Rahab berbeda dengan Gideon yang tidak yakin akan janji penyertaan Allah kepadanya. Rahab juga tidak sama dengan Filipus yang meminta bukti bahwa Yesus itu sudah bangkit. Rahab memiliki iman yang besar terhadap Allah pencipta langit dan bumi. Iman yang mengantarnya untuk percaya walau belum melihat. Kepada orang seperti inilah Yesus ingin berkata "....Berbahagialah mereka yang tidak melihat, namun percaya. (Yoh. 20:29)."

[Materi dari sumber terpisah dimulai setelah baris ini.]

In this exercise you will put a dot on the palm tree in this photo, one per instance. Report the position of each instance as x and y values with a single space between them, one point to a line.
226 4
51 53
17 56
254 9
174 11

Bagaimana dengan saudara? Sudahkah saudara menaruh rasa percaya kepada Tuhan walau saudara baru mendengar akan keajaiban cara kerja Tuhan kita? Atau mungkin pertanyaan yang lebih tepat: Masihkah saudara percaya kepada Tuhan walau saudara menghadapi jalan yang buntu? Mungkin saudara mengalami pergumulan yang berat saat ini. Kehidupan saudara sedang terombang ambing oleh badai kehidupan. Masa depan menjadi kabur dan jalan seakan semakin sukar untuk kita lewati. Kitapun menjadi bingung untuk mengambil sebuah keputusan. Dalam semuanya itu masihkah kita percaya akan tangan Tuhan yang senantiasa turut campur atas permasalahan kita? Masihkah kita percaya akan janji penyertaannya? Masihkah kita memiliki iman kepada-Nya? Mungkin kita belum menemukan jalan keluar dari kebuntuan masalah itu. Namun marilah kita tetap percaya bahwa Tuhan pasti bekerja. Percayalah walau kita belum melihat dan belum mengalami sendiri bagaimana Tuhan bekerja saat ini. Percayalah bahwa kita punya Tuhan yang benar dan ajaib. Dan percayalah bahwa kita punya Tuhan yang begitu mengasihi kita. Bukankah kita sudah mendengar bagaimana Ia rela tergantung di kayu salib untuk menyelamatkan kita? Karena itu percayalah.